1. « La durée de fonctionnement en soi n’existe pas, elle dépend d’un contexte politique, économique, réglementaire »
Article publié dans la Revue Générale Nucléaire ÉTÉ 2023 #2
Intervention d’Étienne Dutheil, directeur de la Division production nucléaire d’EDF et vice-président de la Sfen, à la Convention de la Sfen consacrée à l’exploitation à long terme des réacteurs
Le sujet de la durée de vie des réacteurs nucléaires d’EDF est entouré de nombreux paramètres dont tous ne sont pas intrinsèques au parc, ni même à EDF. La première donnée à prendre en compte est la politique énergétique décidée par les pouvoirs publics. Nous savons d’expérience que de telles décisions peuvent conduire à mettre un terme au fonctionnement de centrales nucléaires, comme Fessenheim, ou d’un parc nucléaire, comme en Allemagne.
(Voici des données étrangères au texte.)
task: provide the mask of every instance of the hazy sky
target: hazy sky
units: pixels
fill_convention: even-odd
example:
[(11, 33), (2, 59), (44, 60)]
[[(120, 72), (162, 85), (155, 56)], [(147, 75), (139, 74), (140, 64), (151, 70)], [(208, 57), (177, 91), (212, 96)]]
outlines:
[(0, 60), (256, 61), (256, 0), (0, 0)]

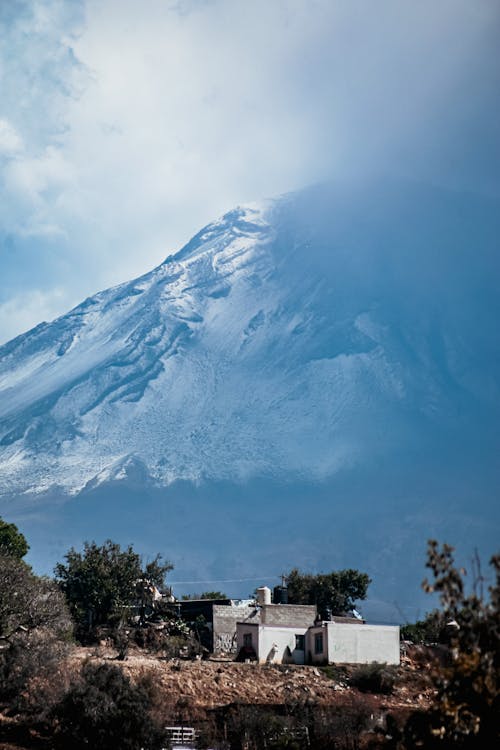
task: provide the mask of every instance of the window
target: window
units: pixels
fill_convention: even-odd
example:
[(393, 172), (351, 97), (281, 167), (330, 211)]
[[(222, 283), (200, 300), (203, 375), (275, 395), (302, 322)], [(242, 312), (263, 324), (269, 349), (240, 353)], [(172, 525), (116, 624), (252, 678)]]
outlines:
[(295, 648), (297, 651), (305, 651), (306, 643), (304, 635), (295, 636)]
[(316, 633), (314, 636), (314, 653), (323, 653), (323, 633)]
Il y a aussi le paramètre de la rentabilité économique : des centrales nucléaires ont fermé aux États-Unis essentiellement du fait de la concurrence du gaz de schiste, ce qui est contradictoire avec notre volonté de sauvegarder le climat. Il y a également l’enjeu de la faisabilité technique. Cela questionne le comportement des matériels et leur capacité à répondre à des exigences de sûreté qui croissent avec le temps, du moins dans notre environnement réglementaire national. Pour toutes ces raisons, la durée de fonctionnement en soi n’existe pas : elle dépend d’un contexte politique, économique, réglementaire. C’est ainsi qu’il faut apprécier le sujet. Concernant la faisabilité technique, trois dimensions doivent être distinguées. Premièrement, la capacité des matériels à fonctionner dans la durée. Dans ce cas, il faut distinguer les composants remplaçables, c’est-à-dire pratiquement leur intégralité, et les composants jugés non remplaçables qui sont la cuve et l’enceinte de confinement. Deuxièmement, doit être évaluée la capacité de l’installation à fonctionner dans la durée dans son environnement, ce sont là les enjeux liés à l’adaptation aux effets du changement climatique. Troisièmement, on l’a déjà évoqué, il faut prendre en considération la capacité de nos installations à répondre aux exigences de sûreté régulièrement mises à jour, a minima tous les dix ans en France, à l’occasion des réexamens périodiques.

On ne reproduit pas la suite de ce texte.